Et Enzo - qui se la joue star américaine alors qu’il ne fait finalement « que » le tour des boîtes et des mariages de province – devient le mythe, l’obsession de Luciano : participer à l’émission et devenir célèbre comme lui!

Luciano (interprété par le génial Aniello Arena, qui dans la vie a passé vingt ans derrière les barreaux) vit dans un quartier populaire de Naples, il est père de trois enfants, heureusement marié avec Maria, joyeusement entouré d’oncles, tantes et cousins et propriétaire d’une petite poissonnerie sur le marché du coin ; il a même organisé une petite combine (à la napolitaine !) pour finir les fins de mois. Une vie somme toute pas si mal… que demander de plus ?

Pour faire plaisir à ses enfants, fans de Grande Fratello, il participe au casting. Dès lors, son éventuelle entrée dans la « maison » devient une obsession : d’abord l’attente du fameux « coup de fil » qui changera sa vie, puis la paranoïa de se sentir observé, jugé dans ses moindres gestes (d’où des actes de générosité invraisemblables !), il finit par tout lâcher, tout vendre et passer ses journées devant la télé puisque l’émission a commencé (sans lui mais il y croit toujours).

On va donc suivre sa lente et pernicieuse descente dans le monde de l’imagination et des rêves ou comment détruire toute une vie au nom d’un besoin qui se révèle vital : celui de reconnaissance, d’exister aux yeux des autres.

Matteo Garrone signe là une comédie dramatique, une sorte de fable très ancrée dans le réel (il parle d’ailleurs de « réalisme magique »). En reprenant des éléments dignes d’un conte de fée – une musique et un brouillard mystérieux en début et fin de film ; un carrosse doré digne de Cendrillon déposant des mariés dans une salle de cérémonie rococo (le comble du kitsch !) ; Luciano qui finit par ressembler de plus en plus à un Pinocchio moderne, faisant une fixette sur un drôle de criquet (l’avatar de Jiminy Cricket ?) – c’est comme si le réalisateur prenait ses distances pour dresser encore plus justement le tableau d’un certaine réalité italienne (avec ici en plus le « folklore » napolitain » !) : celle de « l’Italien moyen », son quotidien, ses aspirations et sa télé (réalité).
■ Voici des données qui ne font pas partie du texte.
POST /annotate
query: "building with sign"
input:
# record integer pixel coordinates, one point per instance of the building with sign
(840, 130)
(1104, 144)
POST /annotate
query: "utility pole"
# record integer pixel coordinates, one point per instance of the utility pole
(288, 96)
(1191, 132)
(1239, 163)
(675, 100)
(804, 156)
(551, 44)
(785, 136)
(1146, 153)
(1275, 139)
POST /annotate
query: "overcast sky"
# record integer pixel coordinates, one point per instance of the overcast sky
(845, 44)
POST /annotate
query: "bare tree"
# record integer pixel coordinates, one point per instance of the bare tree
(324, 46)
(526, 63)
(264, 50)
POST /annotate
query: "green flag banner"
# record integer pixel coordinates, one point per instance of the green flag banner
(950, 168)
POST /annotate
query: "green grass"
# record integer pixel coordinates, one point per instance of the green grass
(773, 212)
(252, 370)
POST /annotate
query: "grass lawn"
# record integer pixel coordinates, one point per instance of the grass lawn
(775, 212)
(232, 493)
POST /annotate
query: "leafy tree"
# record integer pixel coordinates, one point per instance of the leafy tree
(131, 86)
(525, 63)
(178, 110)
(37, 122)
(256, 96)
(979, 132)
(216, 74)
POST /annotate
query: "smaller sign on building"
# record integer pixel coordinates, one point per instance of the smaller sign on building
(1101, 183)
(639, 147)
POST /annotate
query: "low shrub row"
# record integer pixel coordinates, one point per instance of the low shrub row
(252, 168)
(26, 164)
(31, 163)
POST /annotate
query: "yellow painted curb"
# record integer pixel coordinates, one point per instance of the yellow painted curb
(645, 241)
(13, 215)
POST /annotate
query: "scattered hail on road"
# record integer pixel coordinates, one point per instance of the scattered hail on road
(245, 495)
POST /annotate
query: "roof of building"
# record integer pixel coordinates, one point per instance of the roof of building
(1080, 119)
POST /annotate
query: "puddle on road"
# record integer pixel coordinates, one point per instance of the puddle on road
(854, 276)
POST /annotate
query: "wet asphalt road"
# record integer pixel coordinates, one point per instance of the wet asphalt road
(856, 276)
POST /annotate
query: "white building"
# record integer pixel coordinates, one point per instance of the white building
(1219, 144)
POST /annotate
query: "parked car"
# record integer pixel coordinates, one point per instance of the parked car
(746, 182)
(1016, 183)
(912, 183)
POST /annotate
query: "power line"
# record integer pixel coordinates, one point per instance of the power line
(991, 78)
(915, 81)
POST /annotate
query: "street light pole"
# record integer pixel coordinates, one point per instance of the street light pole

Car c’est bien la télé et surtout ce qu’elle véhicule dans nos sociétés modernes, l’autre protagoniste du film. Même si Garrone ne voulait pas « tomber dans la dénonciation moralisatrice », c’est un constat bien amer qu’il nous propose : comment une partie du pays rêve de s’évader de sa propre réalité (qui n’est pas si déprimante), en mettant tout en œuvre (surtout le pire !) pour « rentrer » dans la télé et ne pouvoir se sentir vivant que sous la lumière des projecteurs.